A Guide for Buying a New Computer
Even though smartphones and tablet sales continue to grow, most people still want to have either a computer at home or a laptop they can take wherever they go. If it's time to replace your old computer or get a new one for a family member, it's a good idea to brush up on what decisions go into buying one.
You can still wander into some stores and buy a computer, or you can order one online and have it shipped right to you. So now all you need to decide is what kind of computer you want. Here are the basic questions to consider:
Desktop or laptop?
Chances are, you already know whether you want a laptop or a desktop. But if you've only had a desktop and are wondering if you get more for your money with a laptop—a super-portable computer—then there are a few things to think about.
A desktop will generally be less expensive than a laptop, and that's not because it's a lower-quality computer or old-school technology. Simply, there's a lot more that goes into building a laptop than there is for a computer that will simply sit on (or under) a desk. Desktops have changed too, if you haven't noticed. They're not all "towers" anymore. Apple started the trend of building the monitor and computer into one piece several years ago, and a few PC makers have followed that. (Of course, you pay a little more for that technology.) If you don't need a laptop, stick with a desktop computer and save some money.
Mac or PC?
If you've never used a computer made by Apple—called a Mac (short for Macintosh)—here's your time to explore. In short, a Mac is more expensive, but it offers easier usability, a simpler operating system and isn't as prone to viruses as a PC. There are PC users who would NEVER buy a Mac and Mac users who would never buy a PC. Again, it doesn't hurt to explore both sides of the computer aisle.
What microprocessor should you get?
Microprocessor talk can get confusing very fast, and who needs that? At most, you simply want to make sure that you aren't getting a new computer with old or outdated technology, especially if you're expecting to do some serious computing or gaming with it. These days, one way to assess processors is to find out the number of cores and the speed. The speed of the processor tells you how much data it can process in how much time, so the bigger the number, the better...in general. A microprocessor that boasts 3.0GHz speed should, in theory, be twice as fast one running at 1.5 GHz. What about cores? Today, there are dual-core and quad-core processors. A core is the "working part" of the processor. A dual-core processor is like having an extra brain in your head to help you do things. Multi-core computers make it easier for you to run several programs at the same time. You'll notice that as you go up in price, you'll get "more" of everything. That sounds like a good deal, but you might just be buying more than you need. If you know a lot of this already, you might want to check out CPUBenchmark.com, which allows you to compare the features of the top CPUs at one time.
How much memory do you need?
All ads for computers (laptops and desktops) will tell you how much memory the computer comes with, measured in "gigs" (gigabytes). The higher the number, the better off you'll generally be, especially if you do a lot of multitasking, which means running lots of programs at once or watching videos while you're creating complicated spreadsheets and listening to music.

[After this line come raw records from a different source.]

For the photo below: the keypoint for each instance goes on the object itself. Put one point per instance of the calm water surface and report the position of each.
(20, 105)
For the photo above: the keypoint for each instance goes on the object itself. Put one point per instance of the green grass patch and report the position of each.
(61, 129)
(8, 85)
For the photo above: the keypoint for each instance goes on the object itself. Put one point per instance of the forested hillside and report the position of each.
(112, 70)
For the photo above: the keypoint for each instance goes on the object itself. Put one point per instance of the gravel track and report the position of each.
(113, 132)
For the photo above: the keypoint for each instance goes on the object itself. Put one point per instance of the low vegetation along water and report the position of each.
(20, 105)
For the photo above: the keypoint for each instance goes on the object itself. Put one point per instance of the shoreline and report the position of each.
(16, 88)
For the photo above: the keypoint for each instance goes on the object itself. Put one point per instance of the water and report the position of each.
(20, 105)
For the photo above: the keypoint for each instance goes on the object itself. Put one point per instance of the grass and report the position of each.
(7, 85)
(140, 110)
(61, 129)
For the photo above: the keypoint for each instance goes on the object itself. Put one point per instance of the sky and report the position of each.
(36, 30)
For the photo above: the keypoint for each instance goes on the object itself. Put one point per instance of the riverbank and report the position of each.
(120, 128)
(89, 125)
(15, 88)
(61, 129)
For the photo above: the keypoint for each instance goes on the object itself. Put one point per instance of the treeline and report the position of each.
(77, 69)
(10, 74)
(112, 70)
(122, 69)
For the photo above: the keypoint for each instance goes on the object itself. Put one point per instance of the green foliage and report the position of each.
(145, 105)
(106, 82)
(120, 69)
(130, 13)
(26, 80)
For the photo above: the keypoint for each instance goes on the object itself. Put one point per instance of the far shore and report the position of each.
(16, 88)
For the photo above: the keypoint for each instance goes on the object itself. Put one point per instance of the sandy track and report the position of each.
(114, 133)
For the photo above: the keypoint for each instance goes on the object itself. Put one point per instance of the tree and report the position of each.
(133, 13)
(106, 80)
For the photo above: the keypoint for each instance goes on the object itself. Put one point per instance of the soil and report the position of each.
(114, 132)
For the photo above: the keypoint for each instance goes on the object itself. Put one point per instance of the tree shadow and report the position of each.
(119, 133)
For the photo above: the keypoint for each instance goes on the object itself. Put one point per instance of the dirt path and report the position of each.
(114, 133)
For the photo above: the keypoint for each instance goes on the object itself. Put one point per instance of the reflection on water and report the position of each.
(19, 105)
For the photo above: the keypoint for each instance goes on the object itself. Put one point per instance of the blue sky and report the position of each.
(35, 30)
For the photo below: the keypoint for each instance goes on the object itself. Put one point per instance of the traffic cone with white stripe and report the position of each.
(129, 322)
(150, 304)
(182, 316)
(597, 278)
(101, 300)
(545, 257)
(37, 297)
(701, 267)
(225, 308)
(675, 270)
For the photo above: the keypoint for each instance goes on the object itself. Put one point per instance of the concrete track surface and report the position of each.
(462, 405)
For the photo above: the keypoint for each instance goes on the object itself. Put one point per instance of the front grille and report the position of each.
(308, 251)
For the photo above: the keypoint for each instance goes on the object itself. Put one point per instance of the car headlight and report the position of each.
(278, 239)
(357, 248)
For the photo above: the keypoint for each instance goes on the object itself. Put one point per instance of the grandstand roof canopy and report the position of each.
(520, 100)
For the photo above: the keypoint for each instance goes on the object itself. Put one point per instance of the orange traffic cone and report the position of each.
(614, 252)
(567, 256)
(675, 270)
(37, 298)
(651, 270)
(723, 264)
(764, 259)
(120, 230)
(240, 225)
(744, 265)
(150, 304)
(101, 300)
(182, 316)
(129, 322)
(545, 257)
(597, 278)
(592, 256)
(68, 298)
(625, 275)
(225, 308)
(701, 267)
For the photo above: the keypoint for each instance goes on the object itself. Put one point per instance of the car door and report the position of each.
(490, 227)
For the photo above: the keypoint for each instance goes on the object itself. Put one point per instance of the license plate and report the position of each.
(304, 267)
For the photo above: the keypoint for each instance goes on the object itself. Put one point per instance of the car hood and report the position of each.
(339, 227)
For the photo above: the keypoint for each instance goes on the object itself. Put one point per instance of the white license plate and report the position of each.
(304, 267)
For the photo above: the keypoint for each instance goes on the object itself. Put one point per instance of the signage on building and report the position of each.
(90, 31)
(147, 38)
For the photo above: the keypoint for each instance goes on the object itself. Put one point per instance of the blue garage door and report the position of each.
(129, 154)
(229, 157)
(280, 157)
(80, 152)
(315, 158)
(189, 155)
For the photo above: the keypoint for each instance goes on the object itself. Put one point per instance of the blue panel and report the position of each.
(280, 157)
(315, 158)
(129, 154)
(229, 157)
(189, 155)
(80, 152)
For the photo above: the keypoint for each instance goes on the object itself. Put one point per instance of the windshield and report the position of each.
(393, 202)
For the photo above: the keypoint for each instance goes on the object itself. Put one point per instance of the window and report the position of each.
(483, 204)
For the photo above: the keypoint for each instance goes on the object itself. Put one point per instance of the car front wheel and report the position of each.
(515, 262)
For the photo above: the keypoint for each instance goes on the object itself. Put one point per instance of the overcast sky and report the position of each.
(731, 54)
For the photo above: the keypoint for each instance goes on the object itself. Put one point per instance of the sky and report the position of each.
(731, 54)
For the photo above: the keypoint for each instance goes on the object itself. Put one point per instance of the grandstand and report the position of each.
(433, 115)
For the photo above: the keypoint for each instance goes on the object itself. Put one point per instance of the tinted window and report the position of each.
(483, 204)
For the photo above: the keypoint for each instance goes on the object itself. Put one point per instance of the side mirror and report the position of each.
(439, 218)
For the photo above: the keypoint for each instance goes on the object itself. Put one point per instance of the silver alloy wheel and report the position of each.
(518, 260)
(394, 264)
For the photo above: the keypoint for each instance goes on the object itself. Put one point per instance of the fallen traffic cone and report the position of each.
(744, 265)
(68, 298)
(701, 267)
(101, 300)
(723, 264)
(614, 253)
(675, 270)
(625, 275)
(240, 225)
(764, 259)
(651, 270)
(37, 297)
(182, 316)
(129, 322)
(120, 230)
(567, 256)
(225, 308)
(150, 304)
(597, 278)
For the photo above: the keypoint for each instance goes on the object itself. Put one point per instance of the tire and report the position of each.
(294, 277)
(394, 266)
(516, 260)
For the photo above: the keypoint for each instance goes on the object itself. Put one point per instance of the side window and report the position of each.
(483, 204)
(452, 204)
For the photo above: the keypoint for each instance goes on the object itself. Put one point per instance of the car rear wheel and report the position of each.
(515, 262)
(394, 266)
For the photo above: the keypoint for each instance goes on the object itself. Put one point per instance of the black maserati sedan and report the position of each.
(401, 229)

For reference, 2 GB is the lowest amount of memory you'll find on a new PC, and it goes up from there—4, 6, 8, 16, and so on. A computer with 2 GB of memory will probably do just fine if you just want to send emails, post notes on social media and browse the Internet. But you'll notice as you shop around that as you get a more robust computer, you'll automatically get more memory. Think of it like buying a car. You're not going to get a lot of power features with a low-cost car. But with a luxury model, you're going to get all the bells and whistles. If you're looking to spend under $400 on a PC, you'll probably end up with about 4 GB of memory. (Macs start at about $900.) Here's something to keep in mind though: You can add memory to any computer at any time.

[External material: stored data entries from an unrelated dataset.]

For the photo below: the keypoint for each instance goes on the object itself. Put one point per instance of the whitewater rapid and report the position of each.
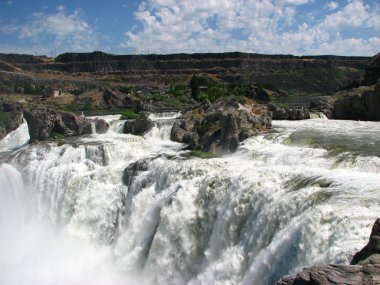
(305, 193)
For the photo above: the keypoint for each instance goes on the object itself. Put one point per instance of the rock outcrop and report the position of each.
(286, 72)
(364, 268)
(362, 103)
(359, 103)
(139, 126)
(43, 122)
(10, 117)
(323, 104)
(101, 126)
(288, 114)
(219, 128)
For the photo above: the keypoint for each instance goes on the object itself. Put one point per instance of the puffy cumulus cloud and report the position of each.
(60, 30)
(331, 5)
(171, 26)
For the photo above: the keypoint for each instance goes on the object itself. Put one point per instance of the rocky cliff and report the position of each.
(360, 103)
(219, 128)
(364, 268)
(286, 72)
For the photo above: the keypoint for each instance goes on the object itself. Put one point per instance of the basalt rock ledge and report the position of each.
(364, 268)
(219, 128)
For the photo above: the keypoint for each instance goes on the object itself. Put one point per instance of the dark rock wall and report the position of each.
(307, 74)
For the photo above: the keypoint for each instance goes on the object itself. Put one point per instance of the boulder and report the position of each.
(364, 268)
(139, 126)
(134, 169)
(101, 126)
(372, 247)
(113, 100)
(10, 117)
(42, 122)
(362, 103)
(323, 104)
(219, 128)
(288, 114)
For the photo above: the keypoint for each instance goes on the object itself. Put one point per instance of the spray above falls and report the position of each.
(142, 210)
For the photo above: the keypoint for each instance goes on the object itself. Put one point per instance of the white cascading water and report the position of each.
(306, 193)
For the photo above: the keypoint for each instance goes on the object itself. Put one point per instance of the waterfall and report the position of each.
(15, 139)
(305, 193)
(317, 115)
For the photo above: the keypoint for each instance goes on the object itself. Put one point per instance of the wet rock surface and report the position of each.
(220, 128)
(364, 268)
(288, 114)
(139, 126)
(43, 122)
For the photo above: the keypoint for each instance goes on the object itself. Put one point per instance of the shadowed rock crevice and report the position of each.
(364, 268)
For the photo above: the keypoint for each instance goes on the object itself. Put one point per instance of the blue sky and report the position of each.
(300, 27)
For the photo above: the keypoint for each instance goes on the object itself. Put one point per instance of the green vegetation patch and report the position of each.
(128, 115)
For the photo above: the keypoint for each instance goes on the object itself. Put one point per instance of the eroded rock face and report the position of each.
(101, 126)
(10, 117)
(323, 104)
(139, 126)
(219, 128)
(364, 268)
(42, 122)
(288, 114)
(359, 104)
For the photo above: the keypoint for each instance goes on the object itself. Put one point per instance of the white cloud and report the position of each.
(60, 30)
(332, 5)
(170, 26)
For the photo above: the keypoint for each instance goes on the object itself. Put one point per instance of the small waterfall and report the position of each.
(93, 127)
(317, 115)
(16, 139)
(163, 124)
(306, 193)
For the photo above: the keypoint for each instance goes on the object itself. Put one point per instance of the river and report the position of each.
(305, 193)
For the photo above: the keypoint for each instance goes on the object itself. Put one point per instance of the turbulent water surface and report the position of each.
(305, 193)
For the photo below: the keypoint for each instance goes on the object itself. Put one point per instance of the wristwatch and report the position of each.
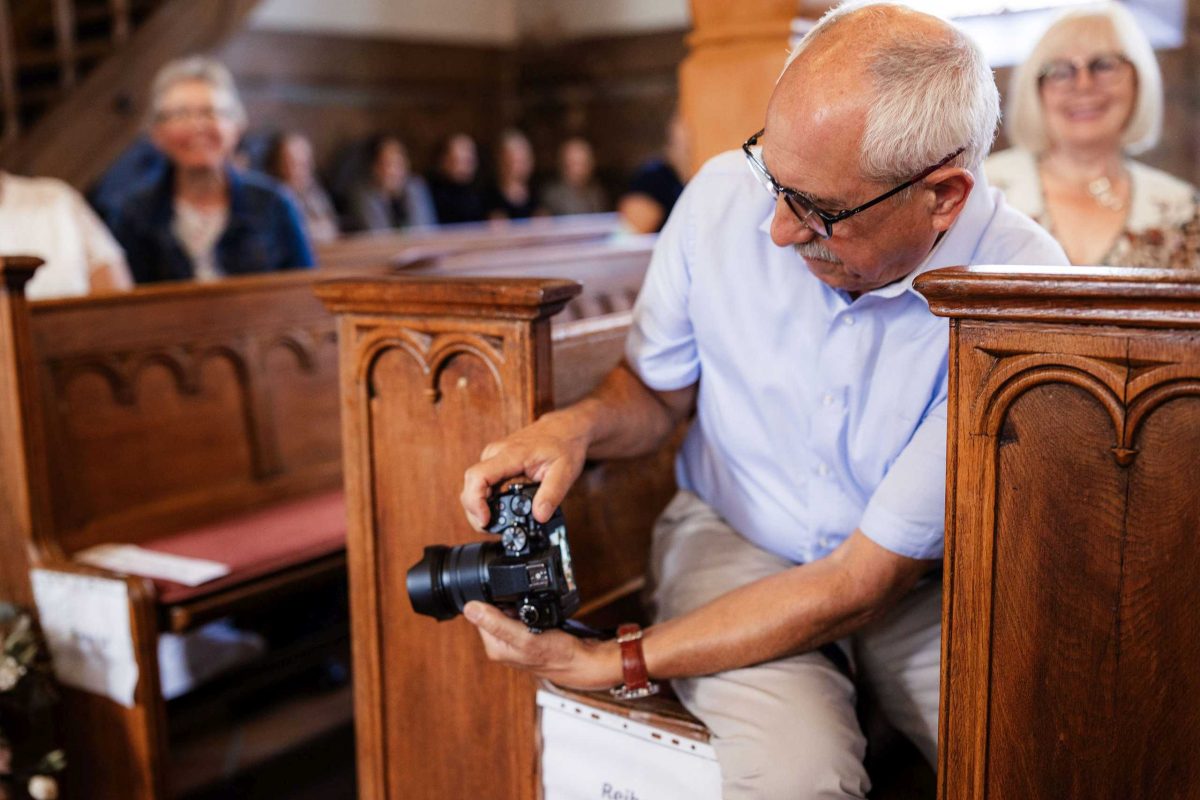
(633, 666)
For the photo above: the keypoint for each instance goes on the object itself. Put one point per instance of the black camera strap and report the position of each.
(583, 631)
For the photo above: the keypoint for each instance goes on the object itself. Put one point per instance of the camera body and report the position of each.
(528, 570)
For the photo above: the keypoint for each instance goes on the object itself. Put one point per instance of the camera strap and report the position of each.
(583, 631)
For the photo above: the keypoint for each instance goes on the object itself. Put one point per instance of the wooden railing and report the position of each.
(9, 74)
(47, 47)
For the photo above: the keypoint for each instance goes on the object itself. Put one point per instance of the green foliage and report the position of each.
(29, 756)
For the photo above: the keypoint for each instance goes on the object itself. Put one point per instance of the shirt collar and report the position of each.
(955, 248)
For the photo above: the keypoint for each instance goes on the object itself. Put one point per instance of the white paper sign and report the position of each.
(87, 625)
(592, 755)
(132, 559)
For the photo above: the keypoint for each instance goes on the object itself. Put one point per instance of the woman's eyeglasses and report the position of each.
(1104, 70)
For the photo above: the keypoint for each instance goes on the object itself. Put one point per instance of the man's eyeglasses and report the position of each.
(820, 222)
(1104, 70)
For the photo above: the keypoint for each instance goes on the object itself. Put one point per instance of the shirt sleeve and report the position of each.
(906, 513)
(661, 346)
(99, 244)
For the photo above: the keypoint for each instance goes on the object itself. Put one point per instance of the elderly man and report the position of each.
(810, 518)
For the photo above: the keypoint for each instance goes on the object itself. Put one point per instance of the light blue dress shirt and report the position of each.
(816, 414)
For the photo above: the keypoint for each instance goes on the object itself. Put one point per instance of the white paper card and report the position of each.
(132, 559)
(87, 625)
(592, 755)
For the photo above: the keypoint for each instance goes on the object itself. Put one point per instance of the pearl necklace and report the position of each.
(1102, 192)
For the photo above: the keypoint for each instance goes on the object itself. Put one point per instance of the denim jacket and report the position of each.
(264, 232)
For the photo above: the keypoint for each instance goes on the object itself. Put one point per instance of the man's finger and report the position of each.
(493, 621)
(479, 480)
(555, 483)
(504, 638)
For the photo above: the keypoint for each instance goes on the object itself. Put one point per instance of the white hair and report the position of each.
(931, 95)
(1026, 119)
(198, 68)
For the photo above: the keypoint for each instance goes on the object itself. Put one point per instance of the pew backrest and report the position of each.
(401, 248)
(432, 370)
(174, 405)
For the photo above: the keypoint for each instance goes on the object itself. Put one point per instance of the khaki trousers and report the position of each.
(787, 729)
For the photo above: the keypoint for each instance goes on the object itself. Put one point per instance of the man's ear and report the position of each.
(951, 187)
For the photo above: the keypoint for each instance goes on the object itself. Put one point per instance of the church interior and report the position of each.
(275, 272)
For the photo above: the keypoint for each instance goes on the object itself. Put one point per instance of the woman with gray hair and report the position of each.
(1089, 96)
(203, 218)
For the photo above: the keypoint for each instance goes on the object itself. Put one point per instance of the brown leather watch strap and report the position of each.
(633, 665)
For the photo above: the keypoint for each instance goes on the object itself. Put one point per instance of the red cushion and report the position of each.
(258, 543)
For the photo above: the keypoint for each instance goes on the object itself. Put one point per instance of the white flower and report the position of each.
(43, 787)
(10, 673)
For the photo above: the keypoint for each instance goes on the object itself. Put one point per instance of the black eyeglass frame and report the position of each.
(1090, 65)
(807, 210)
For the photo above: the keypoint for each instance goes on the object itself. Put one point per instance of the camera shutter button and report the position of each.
(515, 537)
(528, 614)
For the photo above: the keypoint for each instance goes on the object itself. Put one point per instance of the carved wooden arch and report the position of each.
(432, 353)
(123, 371)
(303, 343)
(1072, 370)
(1151, 400)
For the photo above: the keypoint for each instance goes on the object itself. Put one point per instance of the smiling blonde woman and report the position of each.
(1087, 98)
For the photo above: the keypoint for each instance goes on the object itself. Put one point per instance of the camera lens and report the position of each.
(448, 577)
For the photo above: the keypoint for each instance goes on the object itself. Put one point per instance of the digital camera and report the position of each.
(528, 570)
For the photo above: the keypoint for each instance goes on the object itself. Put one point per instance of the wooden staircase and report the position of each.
(52, 43)
(75, 74)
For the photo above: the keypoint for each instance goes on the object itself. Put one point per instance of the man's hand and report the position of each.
(555, 655)
(550, 451)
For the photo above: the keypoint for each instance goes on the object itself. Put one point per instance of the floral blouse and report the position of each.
(1162, 228)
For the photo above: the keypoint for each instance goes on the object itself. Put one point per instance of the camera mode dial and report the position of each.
(529, 615)
(515, 539)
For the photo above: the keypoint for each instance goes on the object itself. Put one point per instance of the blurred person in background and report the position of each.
(453, 182)
(203, 218)
(1090, 96)
(513, 196)
(47, 218)
(390, 196)
(575, 190)
(658, 184)
(289, 161)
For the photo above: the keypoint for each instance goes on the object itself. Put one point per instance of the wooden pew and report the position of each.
(401, 248)
(240, 378)
(185, 417)
(433, 370)
(1071, 660)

How much "storage" do you need?
A hard drive is where the brains and information of your computer are stored. Whenever you load a program (Microsoft Word, for example), it gets stored on the hard drive. And whenever you create files of any kind and save them on your computer, they get stored on your hard drive.
Have you ever lived in an apartment or house that didn't have enough closets and cabinets to store your things? You know how inconvenient that can be. The same can happen on a PC if you 1) don't start with a big enough hard drive and/or 2) you are an active computer user and store a lot of data-space hogs (movies, video clips, music, large design files, etc.) on your computer.
Your computer's operating system and all the programs you run are also stored on your computer's hard drive. These days, most new computers come with sizable 1 terabyte hard drives (1 TB), which is the capacity of 1,000 gigabytes. Don't let these numbers scare you though. If you're a power user, you likely know what size hard drive you should get. Or if you're a photographer or musician, your friends and colleagues can give you an idea of what you should get.
Still, there are people who buy a computer and a year later discover they don't have enough room to store all of their files. Of course, the older data that doesn't need to be available all the time can be stored on an external drive instead of on your new computer. That same approach can be used with memory and a lot of other decisions you make when buying a computer.
Do a little homework, talk to a few friends and visit a few stores before you make a decision. It shouldn't be too hard to get just the right kind of computer you want for a price that works for you.